Android Malware Analysis Presentation Prep
I stated in a previous post that I had one of my CFP (Call for Papers) proposals accepted. The following is the accepted proposal:
Getting Started with Android Malware Analysis
The Android operating system has been around since 2008 and has also been open source from the beginning.
Leaving things open source allows for a lot of apps to slide thru the cracks when it comes to security.
At one point a flashlight app made the news for stealing user information when all it was
suppose to do is turn on the camera light. This small incident has sparked tools that allow one
to get into android malware analysis.
To my knowledge there is not a set tool that developers can use to make sure that their
application can’t be exploited. I spent years studying and building malware and now would like
to help others to get into the malware analysis side in hopes that a general tool can be made
for check applications before being published for consumer use.
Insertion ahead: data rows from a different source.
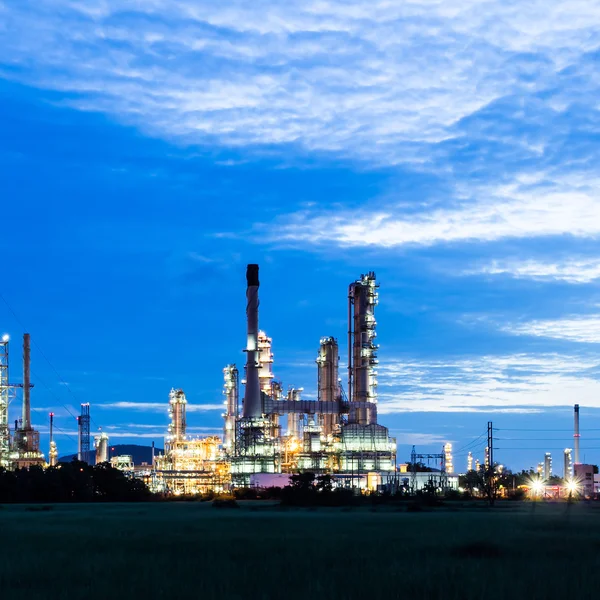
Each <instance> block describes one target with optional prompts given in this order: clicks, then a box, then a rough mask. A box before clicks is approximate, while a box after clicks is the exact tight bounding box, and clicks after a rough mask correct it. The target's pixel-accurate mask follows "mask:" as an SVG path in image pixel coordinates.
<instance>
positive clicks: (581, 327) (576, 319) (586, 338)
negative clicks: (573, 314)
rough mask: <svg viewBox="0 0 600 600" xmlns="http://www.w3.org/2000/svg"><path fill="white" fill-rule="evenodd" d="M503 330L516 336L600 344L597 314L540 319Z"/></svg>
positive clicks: (598, 321) (599, 328)
mask: <svg viewBox="0 0 600 600" xmlns="http://www.w3.org/2000/svg"><path fill="white" fill-rule="evenodd" d="M503 329H504V331H507V332H508V333H513V334H515V335H531V336H535V337H544V338H554V339H560V340H568V341H571V342H582V343H588V344H598V343H600V315H597V314H595V315H585V316H569V317H564V318H561V319H540V320H535V321H529V322H527V323H519V324H512V325H507V326H505V327H504V328H503Z"/></svg>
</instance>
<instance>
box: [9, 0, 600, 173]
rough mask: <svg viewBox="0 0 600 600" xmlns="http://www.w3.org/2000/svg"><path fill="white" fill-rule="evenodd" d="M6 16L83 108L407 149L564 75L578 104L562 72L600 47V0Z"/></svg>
mask: <svg viewBox="0 0 600 600" xmlns="http://www.w3.org/2000/svg"><path fill="white" fill-rule="evenodd" d="M0 18H1V19H2V25H1V26H0V27H2V31H3V38H4V39H3V44H2V50H1V51H0V59H2V60H3V62H4V63H5V64H7V65H9V68H8V69H6V70H5V72H4V75H5V76H7V77H16V78H18V79H20V80H22V81H25V82H26V83H29V84H33V85H37V86H40V87H44V88H48V89H53V90H58V91H61V92H65V93H66V94H69V100H68V102H69V103H70V104H71V105H73V106H76V107H78V108H80V109H82V110H99V111H103V112H107V113H109V114H112V115H117V116H118V117H119V118H121V119H123V120H125V121H126V122H130V123H134V124H136V125H138V126H139V127H141V128H143V129H145V130H147V131H150V132H152V133H156V134H158V135H162V136H167V137H170V138H172V137H178V136H182V137H183V138H184V139H186V140H190V141H194V142H198V141H205V140H207V139H212V138H216V139H218V140H219V141H220V142H223V143H227V144H247V143H259V144H265V143H267V144H271V143H274V144H278V143H288V142H297V143H300V144H302V145H303V146H304V147H306V148H309V149H322V150H334V151H340V150H345V151H348V152H350V153H353V154H360V155H361V156H364V157H369V156H372V157H373V156H377V157H378V158H379V159H382V158H383V159H384V160H386V161H395V160H397V159H398V154H397V151H398V149H397V146H398V145H399V144H401V143H411V144H414V143H415V142H427V143H431V142H434V143H435V142H439V141H442V140H446V139H448V138H451V137H456V136H457V135H458V134H457V132H456V131H455V130H454V127H455V125H456V123H457V122H458V121H460V120H461V119H463V118H465V117H468V116H469V115H472V114H474V113H475V112H477V111H478V110H479V109H481V108H482V107H484V106H486V105H488V104H490V103H492V102H494V101H495V100H498V99H500V98H503V97H505V96H511V95H512V96H515V95H519V94H530V93H532V92H535V91H537V90H540V89H552V90H553V99H554V104H553V105H554V106H555V107H562V108H563V110H564V109H565V108H566V107H567V106H568V104H569V101H568V100H566V101H565V99H564V98H561V97H557V96H559V94H558V93H557V92H556V89H555V88H556V85H555V80H556V77H557V73H558V72H559V71H560V70H561V69H564V68H565V67H567V66H571V65H576V64H578V62H579V61H580V59H581V56H582V55H583V54H584V53H585V52H589V51H592V50H594V49H595V48H596V47H597V43H596V42H595V38H594V35H593V34H594V32H595V24H596V23H597V22H598V20H599V19H600V2H598V0H587V1H578V2H574V3H570V4H569V10H566V9H565V4H564V3H563V2H560V1H558V0H555V1H546V2H544V1H542V0H537V1H535V2H530V3H528V4H527V5H526V6H524V5H523V3H521V2H516V1H515V2H504V1H502V0H488V1H486V2H479V1H478V2H476V1H475V0H468V1H464V2H460V3H453V5H452V6H450V4H449V3H448V2H446V1H439V2H438V1H431V0H419V1H412V2H402V3H397V2H390V1H389V0H379V1H375V2H367V1H366V0H357V1H356V2H352V3H350V2H345V1H341V0H339V1H326V0H308V1H307V2H301V3H290V2H284V3H282V2H274V1H262V2H261V1H259V2H253V3H242V2H229V3H219V2H213V1H210V0H205V1H199V2H198V1H195V0H194V1H192V0H185V1H184V0H179V1H177V0H169V1H167V0H160V1H159V0H154V1H152V2H149V1H147V2H144V3H140V2H137V1H135V2H134V1H133V0H131V1H128V0H121V1H119V2H117V1H113V2H106V1H104V0H87V1H86V2H85V6H84V5H83V4H82V3H79V2H77V3H76V2H72V1H71V0H39V1H38V2H36V3H35V4H34V5H31V4H28V5H27V6H25V5H23V6H21V5H20V4H19V3H15V4H14V5H12V6H11V7H10V8H8V7H5V10H4V12H3V13H0ZM584 81H585V85H586V86H590V87H591V88H592V91H591V94H590V95H593V93H594V92H593V89H595V87H594V86H596V85H597V84H598V82H597V78H594V77H593V72H592V73H591V76H590V77H586V78H585V79H584ZM580 85H584V84H583V83H582V84H580ZM586 89H587V88H586ZM72 94H75V96H73V95H72ZM402 160H405V161H411V160H414V161H416V162H419V161H422V160H424V157H423V156H419V155H418V151H417V149H416V148H414V147H413V148H411V149H410V150H408V151H404V152H403V153H402Z"/></svg>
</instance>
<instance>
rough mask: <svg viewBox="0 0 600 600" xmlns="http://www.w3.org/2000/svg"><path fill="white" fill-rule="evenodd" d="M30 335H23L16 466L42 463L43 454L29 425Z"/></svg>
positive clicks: (24, 334)
mask: <svg viewBox="0 0 600 600" xmlns="http://www.w3.org/2000/svg"><path fill="white" fill-rule="evenodd" d="M30 363H31V337H30V335H29V334H28V333H26V334H24V335H23V384H22V386H18V387H22V388H23V407H22V413H21V419H20V420H19V421H18V423H17V424H15V434H14V440H13V452H11V457H12V461H13V464H14V466H15V467H16V468H28V467H30V466H32V465H40V466H41V465H43V464H44V455H43V454H42V453H41V452H40V434H39V432H38V431H36V430H35V429H34V428H33V427H32V426H31V388H32V387H33V386H32V385H31V381H30V380H31V378H30V372H31V367H30Z"/></svg>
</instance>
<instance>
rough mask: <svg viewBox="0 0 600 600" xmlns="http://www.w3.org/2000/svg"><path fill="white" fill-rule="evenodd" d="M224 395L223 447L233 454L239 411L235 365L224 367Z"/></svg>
mask: <svg viewBox="0 0 600 600" xmlns="http://www.w3.org/2000/svg"><path fill="white" fill-rule="evenodd" d="M223 378H224V384H223V395H224V396H225V414H224V415H223V417H224V418H225V425H224V431H223V448H224V449H225V452H226V453H227V454H231V453H232V452H233V450H234V448H235V421H236V419H237V418H238V413H239V395H240V389H239V387H240V386H239V373H238V370H237V367H236V366H235V365H227V366H226V367H225V368H224V369H223Z"/></svg>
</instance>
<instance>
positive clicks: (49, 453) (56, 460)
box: [48, 413, 58, 467]
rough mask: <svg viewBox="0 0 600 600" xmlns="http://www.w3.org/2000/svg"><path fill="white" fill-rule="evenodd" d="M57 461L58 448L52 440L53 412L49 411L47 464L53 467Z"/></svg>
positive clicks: (53, 422) (53, 420)
mask: <svg viewBox="0 0 600 600" xmlns="http://www.w3.org/2000/svg"><path fill="white" fill-rule="evenodd" d="M57 463H58V448H57V447H56V442H55V441H54V413H50V451H49V453H48V464H49V466H51V467H55V466H56V464H57Z"/></svg>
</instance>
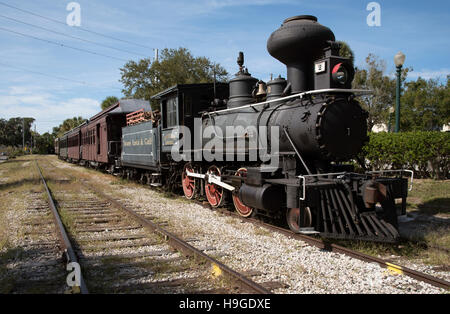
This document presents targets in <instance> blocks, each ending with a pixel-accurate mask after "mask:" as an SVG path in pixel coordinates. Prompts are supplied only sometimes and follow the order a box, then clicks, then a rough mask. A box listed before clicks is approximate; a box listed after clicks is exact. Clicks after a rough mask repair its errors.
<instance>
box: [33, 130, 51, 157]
mask: <svg viewBox="0 0 450 314" xmlns="http://www.w3.org/2000/svg"><path fill="white" fill-rule="evenodd" d="M34 142H35V144H34V147H33V153H34V154H53V153H54V152H55V135H54V134H50V133H48V132H46V133H44V134H42V135H39V134H36V136H35V141H34Z"/></svg>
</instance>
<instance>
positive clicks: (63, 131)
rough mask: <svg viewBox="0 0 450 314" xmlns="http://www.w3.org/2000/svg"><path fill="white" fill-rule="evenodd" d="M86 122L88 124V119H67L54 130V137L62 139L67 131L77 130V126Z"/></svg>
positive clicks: (73, 117) (53, 134) (53, 128)
mask: <svg viewBox="0 0 450 314" xmlns="http://www.w3.org/2000/svg"><path fill="white" fill-rule="evenodd" d="M84 122H86V119H83V118H82V117H73V118H71V119H66V120H64V122H63V123H61V124H60V125H59V126H57V127H54V128H53V135H54V136H56V137H61V136H62V135H64V133H66V132H67V131H70V130H72V129H73V128H76V127H77V126H79V125H80V124H83V123H84Z"/></svg>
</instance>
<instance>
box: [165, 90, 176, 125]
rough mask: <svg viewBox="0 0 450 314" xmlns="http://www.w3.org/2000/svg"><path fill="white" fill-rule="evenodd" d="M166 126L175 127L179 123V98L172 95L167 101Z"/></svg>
mask: <svg viewBox="0 0 450 314" xmlns="http://www.w3.org/2000/svg"><path fill="white" fill-rule="evenodd" d="M166 113H167V114H166V123H165V124H166V127H167V128H170V127H174V126H176V125H177V123H178V121H177V120H178V119H177V98H176V97H172V98H169V99H167V102H166Z"/></svg>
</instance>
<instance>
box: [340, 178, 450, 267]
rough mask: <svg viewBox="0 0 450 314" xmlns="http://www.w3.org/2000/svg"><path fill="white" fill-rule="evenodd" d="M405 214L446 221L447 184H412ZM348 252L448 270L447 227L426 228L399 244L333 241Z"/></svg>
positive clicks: (429, 183)
mask: <svg viewBox="0 0 450 314" xmlns="http://www.w3.org/2000/svg"><path fill="white" fill-rule="evenodd" d="M407 201H408V204H407V212H408V213H410V214H411V213H418V214H422V215H427V216H432V215H439V217H441V218H450V180H445V181H438V180H431V179H423V180H420V179H419V180H416V181H415V183H414V187H413V190H412V191H411V192H410V194H409V196H408V200H407ZM334 242H336V243H338V244H340V245H343V246H346V247H349V248H351V249H354V250H357V251H360V252H363V253H366V254H369V255H372V256H379V257H387V258H390V257H392V256H396V257H397V256H399V257H402V258H406V259H408V260H411V261H413V262H422V263H425V264H428V265H432V266H435V267H436V268H437V269H447V271H448V270H449V269H450V253H449V252H450V224H449V223H448V222H445V221H444V220H443V219H441V220H440V222H438V223H436V224H431V223H430V224H429V227H427V228H426V229H425V232H424V234H423V236H417V237H416V238H415V240H414V241H410V240H403V241H401V242H400V243H399V244H395V245H393V244H383V243H372V242H364V241H334Z"/></svg>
I’ll take you thru setting up
your environment and analyzing a controlled application apk. At the end of the talk you should
leave excited to look more into Android malware analysis and the Android system as a whole.
TLDR: I’m talking about looking for security holes in Android apps
Getting accepted for this was like a dream come true. I started my security interest in Nashville, I’m from Nashville, and this is a baby step into security as a career happening in Nashville. After getting over all of that I of course made social media post because that’s what people my age do.
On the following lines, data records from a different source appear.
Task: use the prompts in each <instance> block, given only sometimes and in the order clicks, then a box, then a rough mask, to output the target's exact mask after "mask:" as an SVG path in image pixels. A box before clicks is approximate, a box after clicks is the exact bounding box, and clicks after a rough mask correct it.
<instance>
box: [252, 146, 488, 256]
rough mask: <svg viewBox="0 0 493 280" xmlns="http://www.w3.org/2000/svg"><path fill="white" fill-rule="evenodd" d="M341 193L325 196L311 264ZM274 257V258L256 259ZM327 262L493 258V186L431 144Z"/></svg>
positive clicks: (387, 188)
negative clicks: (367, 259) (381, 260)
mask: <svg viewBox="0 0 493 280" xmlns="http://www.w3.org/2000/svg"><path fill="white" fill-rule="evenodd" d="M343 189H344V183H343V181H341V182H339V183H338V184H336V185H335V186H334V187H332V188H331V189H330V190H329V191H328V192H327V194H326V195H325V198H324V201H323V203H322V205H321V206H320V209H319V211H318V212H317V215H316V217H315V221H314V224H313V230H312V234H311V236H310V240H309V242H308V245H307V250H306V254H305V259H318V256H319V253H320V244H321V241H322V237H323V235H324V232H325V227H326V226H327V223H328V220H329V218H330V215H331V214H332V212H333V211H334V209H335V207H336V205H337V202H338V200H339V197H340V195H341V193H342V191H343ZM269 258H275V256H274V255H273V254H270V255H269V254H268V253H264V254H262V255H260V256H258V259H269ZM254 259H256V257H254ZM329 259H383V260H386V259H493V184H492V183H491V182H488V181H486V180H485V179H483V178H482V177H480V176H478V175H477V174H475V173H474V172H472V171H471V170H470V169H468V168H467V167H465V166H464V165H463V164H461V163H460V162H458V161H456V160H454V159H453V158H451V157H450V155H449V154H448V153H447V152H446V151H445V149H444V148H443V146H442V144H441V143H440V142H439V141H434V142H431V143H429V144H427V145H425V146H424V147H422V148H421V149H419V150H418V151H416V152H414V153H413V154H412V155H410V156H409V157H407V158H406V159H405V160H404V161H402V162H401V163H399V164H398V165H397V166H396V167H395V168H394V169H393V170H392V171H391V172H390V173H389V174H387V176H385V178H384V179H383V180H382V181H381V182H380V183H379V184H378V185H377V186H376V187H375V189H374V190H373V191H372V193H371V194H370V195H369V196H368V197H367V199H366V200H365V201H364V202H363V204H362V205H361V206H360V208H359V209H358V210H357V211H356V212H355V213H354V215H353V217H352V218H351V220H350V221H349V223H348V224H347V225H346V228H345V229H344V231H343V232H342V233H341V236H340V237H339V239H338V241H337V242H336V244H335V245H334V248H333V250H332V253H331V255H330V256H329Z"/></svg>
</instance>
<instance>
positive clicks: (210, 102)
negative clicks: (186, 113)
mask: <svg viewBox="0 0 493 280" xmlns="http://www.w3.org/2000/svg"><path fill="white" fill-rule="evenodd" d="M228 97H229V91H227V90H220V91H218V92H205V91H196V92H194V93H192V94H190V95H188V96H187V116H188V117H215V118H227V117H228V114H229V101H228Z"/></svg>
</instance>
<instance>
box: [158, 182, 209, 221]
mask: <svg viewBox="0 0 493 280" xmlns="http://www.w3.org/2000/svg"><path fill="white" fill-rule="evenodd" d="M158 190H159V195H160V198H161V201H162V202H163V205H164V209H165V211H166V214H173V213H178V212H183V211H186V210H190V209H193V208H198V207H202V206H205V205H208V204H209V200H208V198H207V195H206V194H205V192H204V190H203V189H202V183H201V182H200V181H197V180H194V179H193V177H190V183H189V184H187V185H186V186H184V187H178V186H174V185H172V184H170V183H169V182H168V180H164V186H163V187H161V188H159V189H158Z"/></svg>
How am I preparing for the talk?
Well after freaking out a little I made a plan. I read a lot of security stuff because I’m a grad student BUT I wanted to narrow down what I read to focus on malware analysis. I also thought about how I want to structure my slides. When I wrote my proposal I figured I’d structure my presentation as the following
- Who I am: My intro
- Android background: How I got into this stuff
- Intro demo malware app: demo of an app running in a sandboxed environment
- Demo of how to analyze app: Things to look for on analysis
- How to present learnings: How to present your findings
- Questions
As of writing this I'm think of the following structure:
- Who I am
- Android Brackground
- Tools used for analysis
- Demo of malicious app
- Demo using tools
- How to present learnings
- Tools for the developers
- Resources
Where am I on this?
As of reading this I have an intro, I reached out to my ugrad professor and got papers for reference for what I use to do, and I found a way to present findings. There are a lot of places you can go to find demo apps so I’ve also been looking for other papers on how to get started and I’m going to be replicating them for proof of concept.
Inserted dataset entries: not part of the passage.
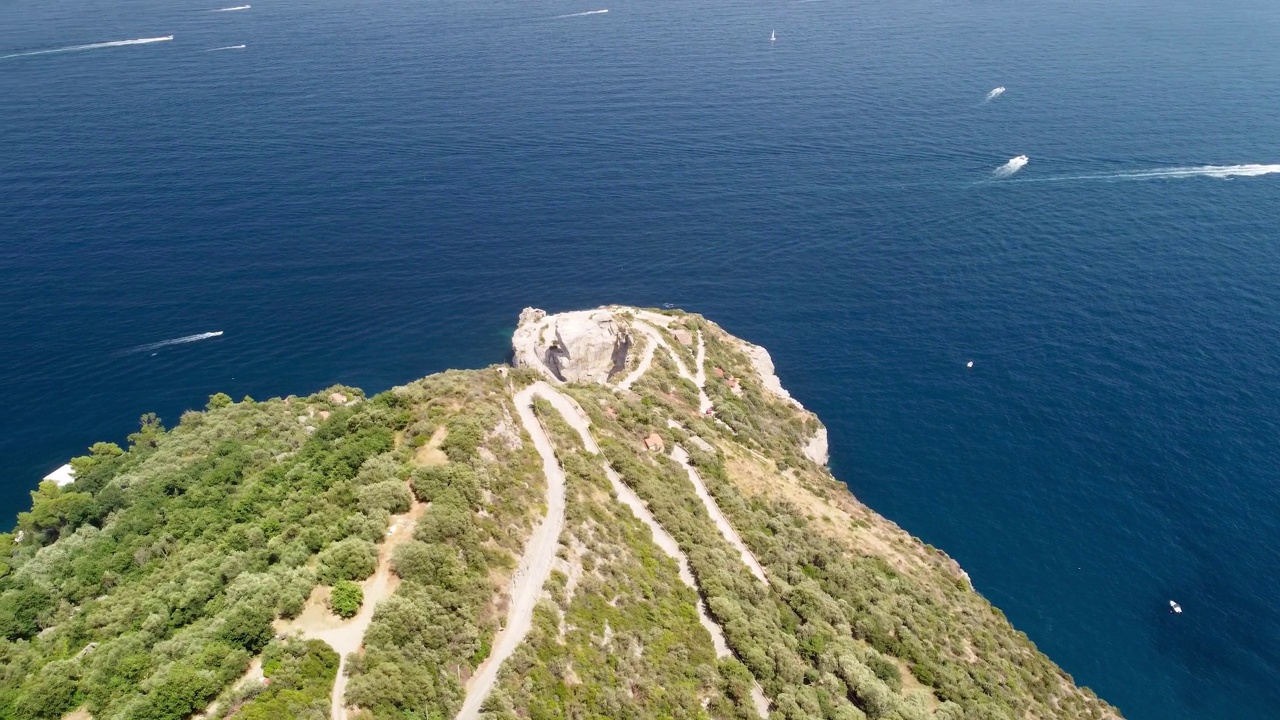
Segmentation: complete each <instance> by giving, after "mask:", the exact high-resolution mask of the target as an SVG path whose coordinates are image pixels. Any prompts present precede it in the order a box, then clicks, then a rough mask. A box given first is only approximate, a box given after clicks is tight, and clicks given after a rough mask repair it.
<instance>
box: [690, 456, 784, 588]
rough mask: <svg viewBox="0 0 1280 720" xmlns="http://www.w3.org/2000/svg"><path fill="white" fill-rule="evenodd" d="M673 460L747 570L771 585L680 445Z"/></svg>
mask: <svg viewBox="0 0 1280 720" xmlns="http://www.w3.org/2000/svg"><path fill="white" fill-rule="evenodd" d="M671 459H672V460H675V461H676V462H678V464H680V466H681V468H684V469H685V473H687V474H689V482H691V483H694V492H696V493H698V498H699V500H701V501H703V506H704V507H707V514H708V515H710V516H712V521H713V523H716V528H717V529H718V530H719V532H721V534H722V536H724V539H726V541H728V543H730V544H732V546H733V547H735V548H736V550H737V553H739V556H741V557H742V564H745V565H746V569H748V570H750V571H751V574H753V575H755V577H756V579H759V580H760V582H762V583H764V584H769V580H768V578H765V577H764V568H763V566H762V565H760V562H759V561H758V560H756V559H755V555H753V553H751V550H750V548H749V547H746V543H745V542H742V537H741V536H739V534H737V530H735V529H733V525H732V524H731V523H730V521H728V518H726V516H724V514H723V512H721V509H719V505H717V503H716V498H714V497H712V493H710V492H708V491H707V483H704V482H703V478H701V475H699V474H698V470H695V469H694V466H692V465H690V464H689V454H687V452H685V448H684V447H680V446H678V445H677V446H676V447H673V448H671Z"/></svg>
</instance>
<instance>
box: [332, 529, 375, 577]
mask: <svg viewBox="0 0 1280 720" xmlns="http://www.w3.org/2000/svg"><path fill="white" fill-rule="evenodd" d="M319 565H320V568H319V577H320V582H323V583H325V584H334V583H337V582H338V580H364V579H365V578H367V577H369V575H372V574H374V570H376V569H378V547H376V546H374V543H371V542H369V541H366V539H361V538H347V539H343V541H339V542H335V543H333V544H330V546H329V547H326V548H325V550H324V552H321V553H320V557H319Z"/></svg>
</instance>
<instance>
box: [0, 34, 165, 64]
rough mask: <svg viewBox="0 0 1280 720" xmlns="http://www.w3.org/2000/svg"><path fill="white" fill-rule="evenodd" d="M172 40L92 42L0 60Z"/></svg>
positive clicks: (1, 55)
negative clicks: (86, 44) (33, 55)
mask: <svg viewBox="0 0 1280 720" xmlns="http://www.w3.org/2000/svg"><path fill="white" fill-rule="evenodd" d="M169 40H173V36H172V35H166V36H164V37H140V38H137V40H115V41H111V42H93V44H92V45H73V46H70V47H55V49H52V50H33V51H31V53H14V54H13V55H0V60H8V59H9V58H26V56H28V55H49V54H52V53H76V51H77V50H97V49H100V47H122V46H124V45H146V44H148V42H165V41H169Z"/></svg>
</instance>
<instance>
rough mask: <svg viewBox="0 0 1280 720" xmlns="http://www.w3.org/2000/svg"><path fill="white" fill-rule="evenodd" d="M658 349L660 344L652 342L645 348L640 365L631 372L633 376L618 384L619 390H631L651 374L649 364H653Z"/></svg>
mask: <svg viewBox="0 0 1280 720" xmlns="http://www.w3.org/2000/svg"><path fill="white" fill-rule="evenodd" d="M657 348H658V343H657V342H654V341H653V340H650V341H649V345H646V346H645V348H644V355H641V356H640V364H637V365H636V369H635V370H631V374H628V375H627V377H626V378H623V379H622V382H620V383H618V389H631V386H632V384H635V382H636V380H639V379H640V378H643V377H644V374H645V373H648V372H649V364H650V363H653V351H654V350H657Z"/></svg>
When it comes to presenting findings, I really want to push the perspective of being a student and doing bug bounties. I’m a student so that perspective is easy for me to talk about but I’m also dipping my toes into this in the real world with bug bounties. The unique part of this that I want to emphasize is that I’m a mobile developer so I know what it’s like to unknowingly leak info.
What is my end goal?
I really want get people talking about a way for the blue team security and devs to come together for the creation of a tool for checking code before publishing to the playstore. The use cases are endless for a tool like this. It would be helpful for new Android devs and for people that pay for a 3rd party to create their applications. I think I have a cool position to help since I'm a developer and also into the security side of things.
My end goal for this 30min talk is for people to have an idea of the tools needed to get started in Android Malware Analysis, and for people to be generally more excited about the Android system. I know that last point is kinda hard but Android being an Open Source Operating System means not only can it be easier for people to slide in malicious code, but could be a new exciting frontier for entry level app security people.